The Denver Post: Colorado Responds Slowly To Psychotropic Drug Use Among Foster Kids
Diego Conde was 12 when his mother died, devastated and bursting with rage at the rotten way life was treating him. The only living thing left that mattered to him was his tiny dog, Littlefoot. Then, three months later, Littlefoot died. Diego was sent to live with strangers — a string of foster families in Denver and Aurora. He got in fights at school, started drinking alcohol and smoking marijuana, and exploded in anger at his teachers and temporary parents. At 13, he overdosed on borrowed prescriptions because he "couldn't take it anymore." And so the state medicated him heavily, with twice-daily doses of potent mood-altering psychotropic drugs he says he did not want to take. About 4,300 of Colorado's 16,800 foster children -- more than a quarter -- were prescribed psychotropics in 2012, according to a University of Colorado analysis released to The Denver Post under open-records laws. Among teens in foster care, 37 percent were prescribed psychotropic drugs (Brown and Osher, 4/13).
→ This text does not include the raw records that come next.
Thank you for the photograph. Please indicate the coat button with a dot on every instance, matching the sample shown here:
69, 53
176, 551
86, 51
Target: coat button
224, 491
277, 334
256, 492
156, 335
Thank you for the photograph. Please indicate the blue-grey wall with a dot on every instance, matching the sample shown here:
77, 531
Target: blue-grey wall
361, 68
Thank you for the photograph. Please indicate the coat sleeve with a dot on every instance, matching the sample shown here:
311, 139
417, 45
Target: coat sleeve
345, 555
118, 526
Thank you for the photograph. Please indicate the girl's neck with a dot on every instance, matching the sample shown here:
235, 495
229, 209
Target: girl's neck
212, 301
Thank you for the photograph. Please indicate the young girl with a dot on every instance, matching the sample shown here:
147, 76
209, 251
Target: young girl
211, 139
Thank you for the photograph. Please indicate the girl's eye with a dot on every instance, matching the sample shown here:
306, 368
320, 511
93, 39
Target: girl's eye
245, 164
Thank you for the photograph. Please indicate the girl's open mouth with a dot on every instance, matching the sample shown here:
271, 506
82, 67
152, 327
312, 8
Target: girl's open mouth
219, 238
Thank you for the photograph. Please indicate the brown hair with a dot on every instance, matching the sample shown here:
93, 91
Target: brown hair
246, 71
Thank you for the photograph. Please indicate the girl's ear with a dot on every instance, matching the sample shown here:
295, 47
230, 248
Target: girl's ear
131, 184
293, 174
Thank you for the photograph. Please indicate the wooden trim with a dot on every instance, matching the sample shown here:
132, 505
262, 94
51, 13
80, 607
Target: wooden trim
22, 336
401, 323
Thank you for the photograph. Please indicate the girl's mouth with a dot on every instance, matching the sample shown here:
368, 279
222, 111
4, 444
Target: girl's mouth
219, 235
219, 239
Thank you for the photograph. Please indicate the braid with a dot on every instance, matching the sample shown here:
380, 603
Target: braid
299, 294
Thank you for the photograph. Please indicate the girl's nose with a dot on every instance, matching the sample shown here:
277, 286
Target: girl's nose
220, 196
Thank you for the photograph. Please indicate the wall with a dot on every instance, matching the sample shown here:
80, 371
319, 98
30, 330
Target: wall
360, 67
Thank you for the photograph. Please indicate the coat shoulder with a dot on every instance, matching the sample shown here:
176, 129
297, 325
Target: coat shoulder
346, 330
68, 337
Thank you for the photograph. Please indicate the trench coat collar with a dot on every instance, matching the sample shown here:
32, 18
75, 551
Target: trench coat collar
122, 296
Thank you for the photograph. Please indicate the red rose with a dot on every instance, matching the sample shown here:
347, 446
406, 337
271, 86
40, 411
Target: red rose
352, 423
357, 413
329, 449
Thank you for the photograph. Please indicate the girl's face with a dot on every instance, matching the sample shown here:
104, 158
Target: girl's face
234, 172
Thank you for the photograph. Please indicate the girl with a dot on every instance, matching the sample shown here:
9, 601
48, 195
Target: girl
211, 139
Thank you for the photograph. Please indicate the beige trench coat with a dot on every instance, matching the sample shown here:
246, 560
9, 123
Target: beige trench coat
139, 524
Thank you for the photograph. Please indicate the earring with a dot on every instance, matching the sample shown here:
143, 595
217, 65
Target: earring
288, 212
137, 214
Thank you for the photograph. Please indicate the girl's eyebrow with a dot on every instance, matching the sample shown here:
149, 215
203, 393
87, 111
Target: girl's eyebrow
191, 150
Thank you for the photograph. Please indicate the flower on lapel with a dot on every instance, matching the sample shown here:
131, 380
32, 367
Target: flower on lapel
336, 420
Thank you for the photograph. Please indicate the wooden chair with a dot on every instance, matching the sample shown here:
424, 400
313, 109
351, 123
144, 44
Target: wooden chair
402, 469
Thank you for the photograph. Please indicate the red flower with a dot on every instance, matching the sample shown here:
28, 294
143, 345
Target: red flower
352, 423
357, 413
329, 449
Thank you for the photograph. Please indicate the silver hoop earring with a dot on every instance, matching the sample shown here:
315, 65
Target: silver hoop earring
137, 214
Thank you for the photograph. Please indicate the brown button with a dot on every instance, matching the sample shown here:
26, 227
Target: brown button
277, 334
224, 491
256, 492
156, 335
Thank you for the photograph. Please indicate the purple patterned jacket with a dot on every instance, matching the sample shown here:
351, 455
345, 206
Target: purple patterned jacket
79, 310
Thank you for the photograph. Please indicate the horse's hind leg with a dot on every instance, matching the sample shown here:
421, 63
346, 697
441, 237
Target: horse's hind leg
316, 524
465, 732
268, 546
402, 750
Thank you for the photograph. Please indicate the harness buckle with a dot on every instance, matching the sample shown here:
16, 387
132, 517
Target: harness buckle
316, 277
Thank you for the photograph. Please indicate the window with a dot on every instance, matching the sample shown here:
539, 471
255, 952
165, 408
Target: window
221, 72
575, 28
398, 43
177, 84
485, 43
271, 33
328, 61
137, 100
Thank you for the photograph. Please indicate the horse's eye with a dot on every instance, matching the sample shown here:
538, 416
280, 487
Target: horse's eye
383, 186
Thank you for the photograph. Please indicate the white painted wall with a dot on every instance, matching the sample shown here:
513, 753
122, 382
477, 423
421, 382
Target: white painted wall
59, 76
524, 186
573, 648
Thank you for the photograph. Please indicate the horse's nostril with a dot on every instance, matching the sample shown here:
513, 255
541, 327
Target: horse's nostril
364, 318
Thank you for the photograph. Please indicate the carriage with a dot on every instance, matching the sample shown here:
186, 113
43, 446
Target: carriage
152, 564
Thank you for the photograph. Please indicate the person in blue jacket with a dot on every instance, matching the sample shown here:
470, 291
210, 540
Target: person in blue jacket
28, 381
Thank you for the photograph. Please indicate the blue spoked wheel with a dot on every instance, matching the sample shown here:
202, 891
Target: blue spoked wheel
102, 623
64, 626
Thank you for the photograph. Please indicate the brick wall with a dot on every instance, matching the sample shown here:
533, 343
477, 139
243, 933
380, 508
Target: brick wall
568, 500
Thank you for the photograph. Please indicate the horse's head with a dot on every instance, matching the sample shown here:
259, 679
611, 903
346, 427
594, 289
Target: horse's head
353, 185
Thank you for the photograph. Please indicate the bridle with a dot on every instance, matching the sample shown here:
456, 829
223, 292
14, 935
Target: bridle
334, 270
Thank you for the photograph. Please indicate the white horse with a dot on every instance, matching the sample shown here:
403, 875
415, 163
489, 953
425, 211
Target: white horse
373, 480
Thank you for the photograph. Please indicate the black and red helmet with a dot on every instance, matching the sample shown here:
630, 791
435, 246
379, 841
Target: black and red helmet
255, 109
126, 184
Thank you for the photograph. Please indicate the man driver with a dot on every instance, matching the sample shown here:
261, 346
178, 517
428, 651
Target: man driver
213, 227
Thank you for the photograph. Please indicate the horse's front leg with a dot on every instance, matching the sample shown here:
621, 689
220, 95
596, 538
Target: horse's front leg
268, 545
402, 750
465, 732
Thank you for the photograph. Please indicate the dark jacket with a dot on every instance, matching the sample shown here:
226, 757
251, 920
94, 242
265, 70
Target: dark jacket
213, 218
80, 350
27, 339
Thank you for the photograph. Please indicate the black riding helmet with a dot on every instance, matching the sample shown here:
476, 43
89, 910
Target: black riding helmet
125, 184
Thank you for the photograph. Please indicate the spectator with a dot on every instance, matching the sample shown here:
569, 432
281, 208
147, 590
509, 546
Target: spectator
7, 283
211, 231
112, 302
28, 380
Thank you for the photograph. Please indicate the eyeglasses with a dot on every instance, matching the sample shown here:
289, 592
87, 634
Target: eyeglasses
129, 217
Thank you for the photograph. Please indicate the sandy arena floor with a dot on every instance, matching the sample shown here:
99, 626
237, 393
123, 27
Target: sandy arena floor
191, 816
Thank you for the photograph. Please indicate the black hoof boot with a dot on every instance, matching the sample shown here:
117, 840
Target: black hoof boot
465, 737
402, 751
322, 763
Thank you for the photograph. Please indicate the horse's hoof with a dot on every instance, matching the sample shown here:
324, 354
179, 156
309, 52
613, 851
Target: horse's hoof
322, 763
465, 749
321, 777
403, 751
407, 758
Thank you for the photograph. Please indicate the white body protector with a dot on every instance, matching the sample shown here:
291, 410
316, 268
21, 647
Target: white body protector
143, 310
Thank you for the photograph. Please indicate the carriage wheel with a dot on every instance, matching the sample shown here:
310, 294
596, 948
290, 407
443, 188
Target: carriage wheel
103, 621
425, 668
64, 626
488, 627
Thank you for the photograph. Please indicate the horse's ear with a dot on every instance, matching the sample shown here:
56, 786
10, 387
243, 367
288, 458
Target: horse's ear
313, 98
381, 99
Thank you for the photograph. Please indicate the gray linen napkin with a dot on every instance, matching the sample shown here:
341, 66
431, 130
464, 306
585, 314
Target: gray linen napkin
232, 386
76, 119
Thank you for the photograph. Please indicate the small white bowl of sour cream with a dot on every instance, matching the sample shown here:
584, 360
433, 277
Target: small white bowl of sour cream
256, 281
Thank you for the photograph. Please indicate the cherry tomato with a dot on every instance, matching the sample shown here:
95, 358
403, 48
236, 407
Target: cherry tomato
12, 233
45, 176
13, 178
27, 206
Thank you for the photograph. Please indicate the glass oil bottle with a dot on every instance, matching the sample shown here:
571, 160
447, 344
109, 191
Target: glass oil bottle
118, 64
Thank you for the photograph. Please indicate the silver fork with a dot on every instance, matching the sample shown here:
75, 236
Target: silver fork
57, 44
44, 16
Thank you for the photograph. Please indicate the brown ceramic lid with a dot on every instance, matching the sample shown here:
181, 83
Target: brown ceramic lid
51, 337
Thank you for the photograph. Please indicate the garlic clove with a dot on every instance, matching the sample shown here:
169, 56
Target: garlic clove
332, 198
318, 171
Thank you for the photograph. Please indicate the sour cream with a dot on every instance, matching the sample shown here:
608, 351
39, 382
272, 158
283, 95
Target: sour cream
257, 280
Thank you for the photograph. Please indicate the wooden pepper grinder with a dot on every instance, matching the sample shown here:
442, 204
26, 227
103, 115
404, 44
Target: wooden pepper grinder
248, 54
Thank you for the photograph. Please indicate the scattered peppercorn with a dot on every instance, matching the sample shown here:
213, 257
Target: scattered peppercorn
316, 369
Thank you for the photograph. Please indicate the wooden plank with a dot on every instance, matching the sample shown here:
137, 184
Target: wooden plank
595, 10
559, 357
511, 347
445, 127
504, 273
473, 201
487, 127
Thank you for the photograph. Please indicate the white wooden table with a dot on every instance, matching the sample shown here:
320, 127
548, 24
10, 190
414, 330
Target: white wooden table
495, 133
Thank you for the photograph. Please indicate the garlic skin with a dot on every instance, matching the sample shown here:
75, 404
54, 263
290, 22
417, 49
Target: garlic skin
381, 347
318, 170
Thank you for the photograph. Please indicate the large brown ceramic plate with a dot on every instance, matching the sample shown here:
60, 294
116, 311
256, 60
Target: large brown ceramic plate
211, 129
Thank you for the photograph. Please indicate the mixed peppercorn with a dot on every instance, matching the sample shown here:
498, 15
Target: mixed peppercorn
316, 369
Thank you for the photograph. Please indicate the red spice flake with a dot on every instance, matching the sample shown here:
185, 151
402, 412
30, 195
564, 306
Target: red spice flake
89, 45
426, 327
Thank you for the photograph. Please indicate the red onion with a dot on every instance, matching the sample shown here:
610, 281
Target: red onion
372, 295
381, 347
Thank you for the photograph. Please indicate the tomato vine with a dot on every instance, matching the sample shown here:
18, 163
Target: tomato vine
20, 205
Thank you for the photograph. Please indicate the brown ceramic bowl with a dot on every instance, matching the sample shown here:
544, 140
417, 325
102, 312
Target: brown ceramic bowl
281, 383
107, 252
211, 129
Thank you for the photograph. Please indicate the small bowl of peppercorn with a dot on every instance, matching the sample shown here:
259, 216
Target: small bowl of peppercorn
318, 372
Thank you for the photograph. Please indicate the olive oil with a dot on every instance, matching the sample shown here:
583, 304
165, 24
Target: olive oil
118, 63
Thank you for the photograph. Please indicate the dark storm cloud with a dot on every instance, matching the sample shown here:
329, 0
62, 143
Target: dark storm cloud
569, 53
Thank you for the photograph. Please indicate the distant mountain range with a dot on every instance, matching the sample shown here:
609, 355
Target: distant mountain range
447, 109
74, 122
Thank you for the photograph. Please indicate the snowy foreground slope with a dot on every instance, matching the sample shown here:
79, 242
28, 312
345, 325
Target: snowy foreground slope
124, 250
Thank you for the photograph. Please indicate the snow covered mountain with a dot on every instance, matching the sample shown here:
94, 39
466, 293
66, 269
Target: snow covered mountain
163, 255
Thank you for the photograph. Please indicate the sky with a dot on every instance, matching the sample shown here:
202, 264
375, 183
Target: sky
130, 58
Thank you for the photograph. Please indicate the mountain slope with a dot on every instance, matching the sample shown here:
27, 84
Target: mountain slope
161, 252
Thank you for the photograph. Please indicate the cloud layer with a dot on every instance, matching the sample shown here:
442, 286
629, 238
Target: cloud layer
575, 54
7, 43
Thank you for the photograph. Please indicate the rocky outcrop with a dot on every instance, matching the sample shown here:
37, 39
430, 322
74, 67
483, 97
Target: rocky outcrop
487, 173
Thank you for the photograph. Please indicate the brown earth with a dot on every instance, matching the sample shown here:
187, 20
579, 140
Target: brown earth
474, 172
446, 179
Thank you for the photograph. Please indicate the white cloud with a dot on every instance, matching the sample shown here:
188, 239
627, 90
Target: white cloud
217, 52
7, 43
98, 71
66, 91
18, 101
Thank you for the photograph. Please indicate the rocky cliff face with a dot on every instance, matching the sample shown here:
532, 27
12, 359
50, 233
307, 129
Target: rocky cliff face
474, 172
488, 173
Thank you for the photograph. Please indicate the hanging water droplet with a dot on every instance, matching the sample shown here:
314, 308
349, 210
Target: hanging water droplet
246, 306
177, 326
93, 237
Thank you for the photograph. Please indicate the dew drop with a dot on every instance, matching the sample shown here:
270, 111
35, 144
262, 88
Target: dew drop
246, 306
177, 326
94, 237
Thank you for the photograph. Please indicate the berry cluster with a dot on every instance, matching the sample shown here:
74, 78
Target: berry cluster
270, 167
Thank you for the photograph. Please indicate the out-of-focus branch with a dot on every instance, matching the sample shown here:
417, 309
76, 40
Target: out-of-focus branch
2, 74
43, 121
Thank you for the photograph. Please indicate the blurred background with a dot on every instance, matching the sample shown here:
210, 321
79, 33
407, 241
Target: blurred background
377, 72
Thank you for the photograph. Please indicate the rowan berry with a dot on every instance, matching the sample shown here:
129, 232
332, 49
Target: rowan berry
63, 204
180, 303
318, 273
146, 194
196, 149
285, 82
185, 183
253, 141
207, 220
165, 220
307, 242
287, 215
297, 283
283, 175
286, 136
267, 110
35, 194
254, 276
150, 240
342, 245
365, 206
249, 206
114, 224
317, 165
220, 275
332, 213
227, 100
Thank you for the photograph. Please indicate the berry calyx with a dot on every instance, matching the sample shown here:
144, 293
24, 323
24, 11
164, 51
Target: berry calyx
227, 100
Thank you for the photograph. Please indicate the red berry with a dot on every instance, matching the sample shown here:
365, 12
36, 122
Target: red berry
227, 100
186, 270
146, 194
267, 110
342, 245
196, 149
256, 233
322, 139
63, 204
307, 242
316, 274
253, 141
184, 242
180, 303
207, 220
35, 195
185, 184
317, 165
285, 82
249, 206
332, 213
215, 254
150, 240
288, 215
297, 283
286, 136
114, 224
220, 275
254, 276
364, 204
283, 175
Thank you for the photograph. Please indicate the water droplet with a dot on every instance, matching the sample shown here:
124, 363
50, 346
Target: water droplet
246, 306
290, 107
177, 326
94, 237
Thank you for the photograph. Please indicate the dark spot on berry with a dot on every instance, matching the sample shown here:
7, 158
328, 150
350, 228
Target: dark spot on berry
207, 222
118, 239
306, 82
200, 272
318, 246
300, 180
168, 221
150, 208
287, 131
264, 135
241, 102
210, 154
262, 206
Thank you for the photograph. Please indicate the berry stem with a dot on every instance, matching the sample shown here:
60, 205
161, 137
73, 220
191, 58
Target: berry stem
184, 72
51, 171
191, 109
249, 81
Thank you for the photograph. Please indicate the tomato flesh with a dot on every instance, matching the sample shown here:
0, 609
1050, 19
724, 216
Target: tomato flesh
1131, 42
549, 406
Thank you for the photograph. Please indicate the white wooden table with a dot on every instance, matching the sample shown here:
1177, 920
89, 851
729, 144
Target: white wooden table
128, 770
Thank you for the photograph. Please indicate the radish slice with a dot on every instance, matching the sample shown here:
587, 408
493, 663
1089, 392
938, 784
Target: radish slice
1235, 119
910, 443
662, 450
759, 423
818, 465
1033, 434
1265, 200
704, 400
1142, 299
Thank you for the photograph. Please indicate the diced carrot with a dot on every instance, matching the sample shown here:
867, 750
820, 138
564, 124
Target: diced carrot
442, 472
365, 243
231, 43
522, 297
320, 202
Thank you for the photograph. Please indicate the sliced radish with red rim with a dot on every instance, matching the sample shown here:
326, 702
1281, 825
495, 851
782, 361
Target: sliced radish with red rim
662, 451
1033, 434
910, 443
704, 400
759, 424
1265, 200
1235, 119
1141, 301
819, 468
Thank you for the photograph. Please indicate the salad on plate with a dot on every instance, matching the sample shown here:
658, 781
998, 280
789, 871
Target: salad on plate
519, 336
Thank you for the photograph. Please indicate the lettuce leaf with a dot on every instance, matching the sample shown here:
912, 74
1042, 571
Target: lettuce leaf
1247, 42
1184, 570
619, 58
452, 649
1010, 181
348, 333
The Denver Post: Drug Firms Used Dangerous Tactics To Drive Sales To Treat Kids
Pharmaceutical companies wooed academic leaders, ghostwrote articles, suppressed damaging health data and lavished doctors with gifts to make prescribing powerful psychotropic drugs to children a blockbuster profit center, a trail of lawsuits over the past two decades shows. As a Colorado Springs sales representative for GlaxoSmithKline, Greg Thorpe tried to put a stop to the practice. His manager wrote him up for not being a "team player" after he objected to the free spa treatments and pedicures, hunting trips, tickets to sports games and skiing junkets that his supervisors expected him to give out to doctors and others (Osher and Brown, 4/14).